さて、ウェブサイトという”視覚表現”を通し、閲覧者に対して情報を伝える際、様々な要件があると思います。訴求内容の情報が分かりやすく整理されてるか、使いやすくユーザビリティーに優れたデザインか、インパクトあるキャッチが使われているか…。こうした重要な要件の一つとして挙げられるのが、”色”。サイトに使われている配色についてです。

米国の最も人気のあるウェブサイトのトップ10のサイトを調べると、青を多用しており、黄と赤の2倍、緑の3倍近く、青が使われていることが判明したのだとか。

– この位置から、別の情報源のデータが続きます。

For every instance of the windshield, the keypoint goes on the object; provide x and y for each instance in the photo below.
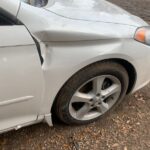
(37, 3)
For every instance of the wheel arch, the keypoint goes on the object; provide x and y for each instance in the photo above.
(126, 64)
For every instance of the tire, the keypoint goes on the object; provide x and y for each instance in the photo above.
(91, 75)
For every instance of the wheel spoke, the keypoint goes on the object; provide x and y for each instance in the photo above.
(97, 84)
(115, 88)
(81, 97)
(103, 107)
(83, 111)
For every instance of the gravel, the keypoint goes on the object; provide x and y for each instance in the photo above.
(126, 129)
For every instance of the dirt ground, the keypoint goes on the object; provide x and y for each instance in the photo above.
(128, 128)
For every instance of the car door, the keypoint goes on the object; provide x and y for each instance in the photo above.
(21, 78)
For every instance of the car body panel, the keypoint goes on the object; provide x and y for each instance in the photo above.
(58, 28)
(11, 6)
(68, 43)
(21, 77)
(92, 10)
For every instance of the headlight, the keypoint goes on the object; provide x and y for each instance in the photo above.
(143, 35)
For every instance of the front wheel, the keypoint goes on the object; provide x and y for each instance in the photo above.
(91, 93)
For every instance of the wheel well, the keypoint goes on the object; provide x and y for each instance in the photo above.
(131, 72)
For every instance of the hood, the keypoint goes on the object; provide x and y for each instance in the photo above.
(93, 10)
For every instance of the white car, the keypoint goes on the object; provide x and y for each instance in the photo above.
(76, 59)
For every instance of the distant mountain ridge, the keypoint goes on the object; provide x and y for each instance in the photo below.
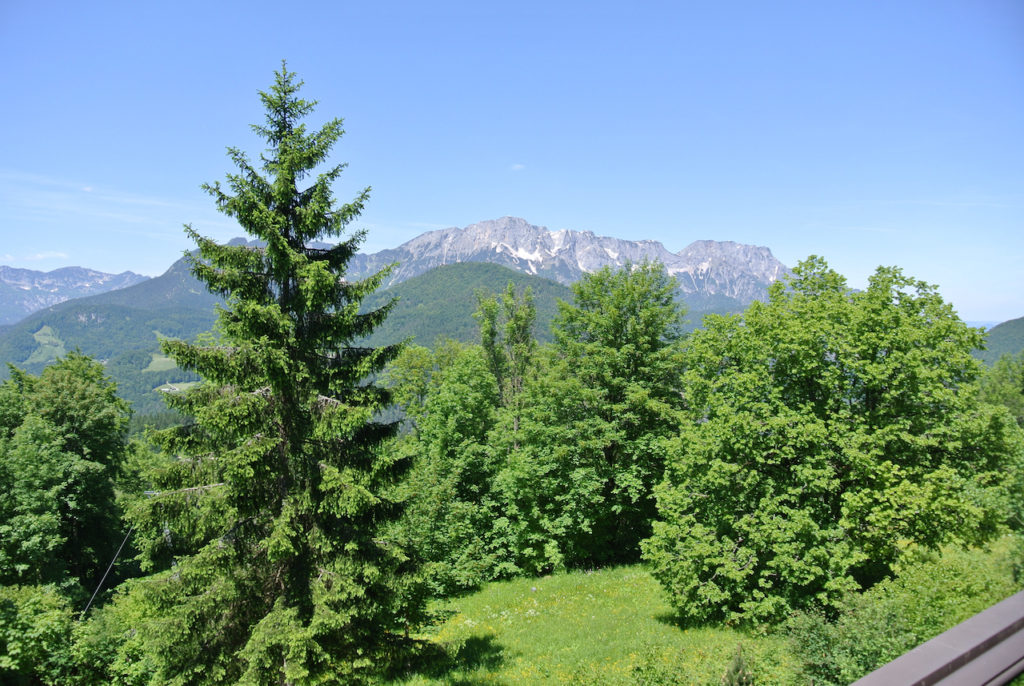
(26, 291)
(706, 269)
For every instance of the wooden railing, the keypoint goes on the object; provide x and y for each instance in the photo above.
(987, 649)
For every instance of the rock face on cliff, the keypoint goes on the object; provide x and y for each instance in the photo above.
(708, 270)
(26, 291)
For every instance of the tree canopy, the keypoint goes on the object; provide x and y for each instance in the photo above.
(823, 431)
(264, 527)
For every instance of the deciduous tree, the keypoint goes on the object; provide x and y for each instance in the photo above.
(822, 431)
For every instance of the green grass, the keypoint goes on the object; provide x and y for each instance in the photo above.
(50, 347)
(608, 627)
(160, 362)
(176, 387)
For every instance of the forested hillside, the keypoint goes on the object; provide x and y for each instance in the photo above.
(827, 477)
(1005, 339)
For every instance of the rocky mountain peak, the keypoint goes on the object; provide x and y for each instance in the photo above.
(711, 268)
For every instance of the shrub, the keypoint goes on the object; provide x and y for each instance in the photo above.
(930, 595)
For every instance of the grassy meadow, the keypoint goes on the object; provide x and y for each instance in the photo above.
(606, 627)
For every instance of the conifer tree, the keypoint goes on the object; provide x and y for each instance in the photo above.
(268, 518)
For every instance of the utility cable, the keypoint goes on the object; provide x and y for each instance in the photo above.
(109, 567)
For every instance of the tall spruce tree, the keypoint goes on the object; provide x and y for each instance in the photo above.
(267, 521)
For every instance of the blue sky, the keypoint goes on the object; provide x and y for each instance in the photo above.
(867, 132)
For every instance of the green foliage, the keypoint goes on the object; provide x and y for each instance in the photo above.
(620, 341)
(822, 431)
(61, 444)
(439, 304)
(451, 509)
(35, 636)
(265, 533)
(929, 596)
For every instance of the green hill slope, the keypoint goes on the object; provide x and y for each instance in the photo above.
(120, 328)
(1007, 338)
(123, 328)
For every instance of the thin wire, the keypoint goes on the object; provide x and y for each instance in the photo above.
(109, 567)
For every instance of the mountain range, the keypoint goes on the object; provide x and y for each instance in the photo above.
(26, 291)
(434, 282)
(712, 274)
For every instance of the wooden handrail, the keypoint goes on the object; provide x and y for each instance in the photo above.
(984, 650)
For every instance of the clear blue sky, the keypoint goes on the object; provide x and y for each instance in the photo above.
(867, 132)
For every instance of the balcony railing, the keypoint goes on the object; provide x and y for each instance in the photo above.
(987, 649)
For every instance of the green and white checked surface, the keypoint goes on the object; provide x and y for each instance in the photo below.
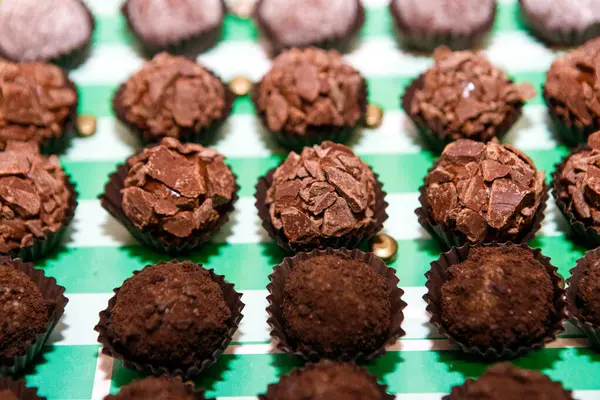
(99, 254)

インターネットで最も人気な色は「青」──デザイナーが調査

最も人気があるウェブサイトのカラーパレットから、何かを学びたいと思ったためだ。「色彩設計に悩むことが多いため、他社はどうしているか気になったのです」ウェブの利用状況を調査するアレクサ・インターネットのランキングをもとに、最も人気がある10サイトから色を抽出した。このランキングには、Google(1位)、Facebook(3位)、Amazon(7位)などが入っている。

(中略)

フェイスブックは青を多用することでよく知られるが、実はそれ以外にも驚くほど多くの色を使用している。グーグルやウィキペディア、百度(バイドゥ)に比べると、フェイスブックが使う色の種類は3倍近くに達するのだ。一方、アマゾンは青をほとんど使用せず、代わりにさまざまな暖色をちりばめている。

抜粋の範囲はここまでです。